Aklı sıra hava atacak bize.”
O
sırada koridorda dolaşan Müdür, bir köşede toplanmış fısıldaştıklarını görünce
kükredi.
“Arkadaşlar!
Dışarıda bir sürü işsiz insan var. Çalışmak istemiyorsanız bırakın!

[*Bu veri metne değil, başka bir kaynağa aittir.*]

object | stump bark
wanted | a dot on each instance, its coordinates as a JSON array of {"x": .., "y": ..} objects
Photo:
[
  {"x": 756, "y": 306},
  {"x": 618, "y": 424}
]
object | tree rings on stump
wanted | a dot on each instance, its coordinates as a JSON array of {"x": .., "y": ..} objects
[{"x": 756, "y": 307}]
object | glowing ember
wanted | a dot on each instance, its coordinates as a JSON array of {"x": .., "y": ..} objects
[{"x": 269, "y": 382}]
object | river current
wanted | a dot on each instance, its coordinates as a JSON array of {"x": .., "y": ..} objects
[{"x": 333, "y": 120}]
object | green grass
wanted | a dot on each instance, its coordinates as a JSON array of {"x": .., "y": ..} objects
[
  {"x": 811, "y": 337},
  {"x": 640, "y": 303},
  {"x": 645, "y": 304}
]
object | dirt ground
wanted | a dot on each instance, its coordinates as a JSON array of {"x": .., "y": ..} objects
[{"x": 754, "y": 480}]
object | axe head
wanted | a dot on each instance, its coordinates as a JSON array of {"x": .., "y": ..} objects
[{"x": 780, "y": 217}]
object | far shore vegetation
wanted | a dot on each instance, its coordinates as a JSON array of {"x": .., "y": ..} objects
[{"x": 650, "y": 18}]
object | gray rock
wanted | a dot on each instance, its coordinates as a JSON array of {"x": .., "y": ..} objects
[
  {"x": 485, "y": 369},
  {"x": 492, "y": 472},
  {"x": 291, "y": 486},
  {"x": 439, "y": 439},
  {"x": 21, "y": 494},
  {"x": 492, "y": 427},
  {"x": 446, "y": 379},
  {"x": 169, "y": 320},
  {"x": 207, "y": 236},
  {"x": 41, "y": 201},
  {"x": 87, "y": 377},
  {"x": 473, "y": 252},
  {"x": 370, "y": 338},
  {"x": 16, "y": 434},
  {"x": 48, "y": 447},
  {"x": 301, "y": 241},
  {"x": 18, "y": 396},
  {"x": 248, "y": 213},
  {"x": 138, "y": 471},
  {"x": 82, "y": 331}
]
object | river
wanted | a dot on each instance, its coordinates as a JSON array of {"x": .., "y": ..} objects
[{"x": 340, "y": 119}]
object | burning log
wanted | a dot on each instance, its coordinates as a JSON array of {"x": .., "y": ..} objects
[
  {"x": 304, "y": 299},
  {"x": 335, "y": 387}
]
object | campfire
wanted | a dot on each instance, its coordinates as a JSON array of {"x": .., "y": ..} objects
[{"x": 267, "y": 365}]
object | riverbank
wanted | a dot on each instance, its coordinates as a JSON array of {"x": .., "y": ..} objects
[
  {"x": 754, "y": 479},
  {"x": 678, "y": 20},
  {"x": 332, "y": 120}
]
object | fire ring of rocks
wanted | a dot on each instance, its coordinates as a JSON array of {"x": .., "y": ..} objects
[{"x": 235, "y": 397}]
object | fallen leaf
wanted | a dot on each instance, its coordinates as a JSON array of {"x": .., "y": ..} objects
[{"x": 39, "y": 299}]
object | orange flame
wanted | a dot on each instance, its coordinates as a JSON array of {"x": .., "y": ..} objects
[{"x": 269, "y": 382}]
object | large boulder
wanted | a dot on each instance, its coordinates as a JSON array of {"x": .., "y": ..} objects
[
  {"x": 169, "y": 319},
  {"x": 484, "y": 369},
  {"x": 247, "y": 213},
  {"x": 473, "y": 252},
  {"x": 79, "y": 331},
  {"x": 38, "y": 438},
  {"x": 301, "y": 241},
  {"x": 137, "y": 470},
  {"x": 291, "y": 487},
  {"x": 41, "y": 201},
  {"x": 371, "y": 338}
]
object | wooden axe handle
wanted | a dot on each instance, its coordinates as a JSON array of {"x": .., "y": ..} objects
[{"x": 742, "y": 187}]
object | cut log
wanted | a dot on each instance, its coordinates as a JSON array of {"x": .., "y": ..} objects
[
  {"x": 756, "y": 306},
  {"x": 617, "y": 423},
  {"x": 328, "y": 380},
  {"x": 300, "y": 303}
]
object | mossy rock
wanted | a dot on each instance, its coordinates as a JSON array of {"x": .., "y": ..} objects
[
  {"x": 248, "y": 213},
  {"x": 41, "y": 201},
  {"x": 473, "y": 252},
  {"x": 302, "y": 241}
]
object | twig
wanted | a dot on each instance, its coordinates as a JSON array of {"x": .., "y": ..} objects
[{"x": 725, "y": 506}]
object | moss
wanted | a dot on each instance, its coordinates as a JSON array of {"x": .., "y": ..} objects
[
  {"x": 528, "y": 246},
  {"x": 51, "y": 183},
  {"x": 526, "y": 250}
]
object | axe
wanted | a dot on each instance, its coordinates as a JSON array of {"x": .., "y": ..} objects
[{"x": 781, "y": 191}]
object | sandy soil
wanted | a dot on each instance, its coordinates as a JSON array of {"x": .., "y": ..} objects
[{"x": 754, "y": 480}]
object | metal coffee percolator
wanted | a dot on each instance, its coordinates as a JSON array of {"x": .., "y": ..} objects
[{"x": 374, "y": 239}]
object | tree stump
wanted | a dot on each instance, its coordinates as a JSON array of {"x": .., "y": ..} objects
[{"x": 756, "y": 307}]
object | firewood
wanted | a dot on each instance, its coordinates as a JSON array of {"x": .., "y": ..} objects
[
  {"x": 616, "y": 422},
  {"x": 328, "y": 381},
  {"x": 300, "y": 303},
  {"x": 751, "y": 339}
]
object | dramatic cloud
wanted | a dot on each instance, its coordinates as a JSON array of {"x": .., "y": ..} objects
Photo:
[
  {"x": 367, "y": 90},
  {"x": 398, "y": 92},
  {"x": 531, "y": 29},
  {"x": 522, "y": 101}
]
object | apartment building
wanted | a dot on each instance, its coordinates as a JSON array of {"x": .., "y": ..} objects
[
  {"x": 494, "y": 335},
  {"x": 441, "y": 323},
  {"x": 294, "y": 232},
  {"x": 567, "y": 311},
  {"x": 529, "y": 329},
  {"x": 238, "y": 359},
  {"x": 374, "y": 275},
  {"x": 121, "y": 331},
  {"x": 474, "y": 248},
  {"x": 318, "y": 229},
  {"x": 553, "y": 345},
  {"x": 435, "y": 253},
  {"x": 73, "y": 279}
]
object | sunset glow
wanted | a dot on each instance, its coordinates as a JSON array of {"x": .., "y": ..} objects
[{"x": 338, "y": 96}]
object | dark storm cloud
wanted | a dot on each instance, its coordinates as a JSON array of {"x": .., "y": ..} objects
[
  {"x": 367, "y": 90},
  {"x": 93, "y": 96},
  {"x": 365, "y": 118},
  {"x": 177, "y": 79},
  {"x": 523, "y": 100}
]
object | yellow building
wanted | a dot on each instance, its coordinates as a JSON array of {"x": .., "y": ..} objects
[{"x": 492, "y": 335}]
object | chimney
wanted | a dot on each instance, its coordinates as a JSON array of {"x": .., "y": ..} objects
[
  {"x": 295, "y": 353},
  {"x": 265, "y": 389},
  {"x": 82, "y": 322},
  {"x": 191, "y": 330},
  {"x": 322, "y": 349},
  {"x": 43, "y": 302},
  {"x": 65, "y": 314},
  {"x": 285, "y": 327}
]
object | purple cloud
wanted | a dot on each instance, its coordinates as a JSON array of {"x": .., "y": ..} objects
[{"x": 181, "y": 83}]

Bırakın ki şirketimiz kalkınsın!”
Yüzünde
tebessümle dönüp:
“Ooo
size mi bu güller?”
“Evet
Müdürüm.”
Diyerek
hazır ola geçti. Diğer kadınların hepsi suspus olmuşlardı. Fırsatı kaçırmayan
kadın, çikolatalardan ikram etti. Alıp yiyecek diye de içi gitti.
“Yok,
sağ olun. Şekerim tavan yaptı zaten stresten. Size afiyet olsun.”
Müdür
uzaklaşırken, diğer çalışanlara ters ters bakıp:
“Çalışkan,
azimli, emektar arkadaşınızı örnek alın!”
Son
olarak şişman kadına dönüp:
“Bir
ara uğrayın, konuşalım.” Dedi.
“Oh!
Çikolataları da kurtardık. Her şey yolunda!” Deyip birkaç çikolata daha attı
ağzına kadın.
Amacına
ulaşmıştı. Yıllar yılı işyerinde barınmak için Müdüre laf taşır dururdu. İşi
gücü abartı ve gösterişti. Bu durum özel yaşamına da yansımıştı. Kızlardan
birini çağırdı.
“Kızz!
Beni güllerimle bir alsana. Güzel çek ama zayıf çıkayım!”
Korkunç
gülüşüyle yine kadrajdaydı ve hemen sosyal medyada paylaştı fotoğrafını. Akşam
yemeği için bir plan kurdu kafasında. Kocasını aradı hemen:
“Ha!
Aloo! Hani o restoran var ya… Hah oradan! Oradan üç kişilik rezervasyon yaptır.
Evet… evet! Uzatma! Nee? Ben oralarda yemek yiyip kendime güldürtmem. Sen
dediğimi yap! Hadi güle güle.”
Lüks
restorana gelir gelmez, fotoğraf çekimine başladı hemen. Oğluyla kocasını
pozdan poza sokarak bunalttı. Açlıktan ölüyordu obur çocuk. Yemekler geldi. Tam
saldıracakken eline vurdu annesi.
“Dur
be oğlum! Masayı çekeceğim.”
“Yaa
anne hadiii!”
“Sus,
tamam. Dur dur yeme! Seni çekeceğim oğluşum. Güzel güzel konuş yavrum.”
Zavallı
çocuk istemese de katlanıyordu bu duruma. Kayıt başlar başlamaz:
“Canım
annem ve babamla akşam yemeğindeyiz. Kutlu olsun. Yaşasın annem! Canım annem!”
Fısıltıyla
“El salla!” Dedi kadın. Açlıktan bayılacak olan oğlan el salladı. Bu işkenceden
kurtulmuştu. Daha fazla dayanamadı. Mis gibi kokan yemeklere saldırdı. İştahla
yiyor, kilosuna katkı yapıyordu.
“Aferin
oğluşum benim. Afiyet olsun yavruma.”
Hiç
konuşmadan yemeklerini yediler baba ve oğul.
Kadın
ise yüklediği fotoğraf ve videolara gelen beğeni ve yorumları gördükçe doydu.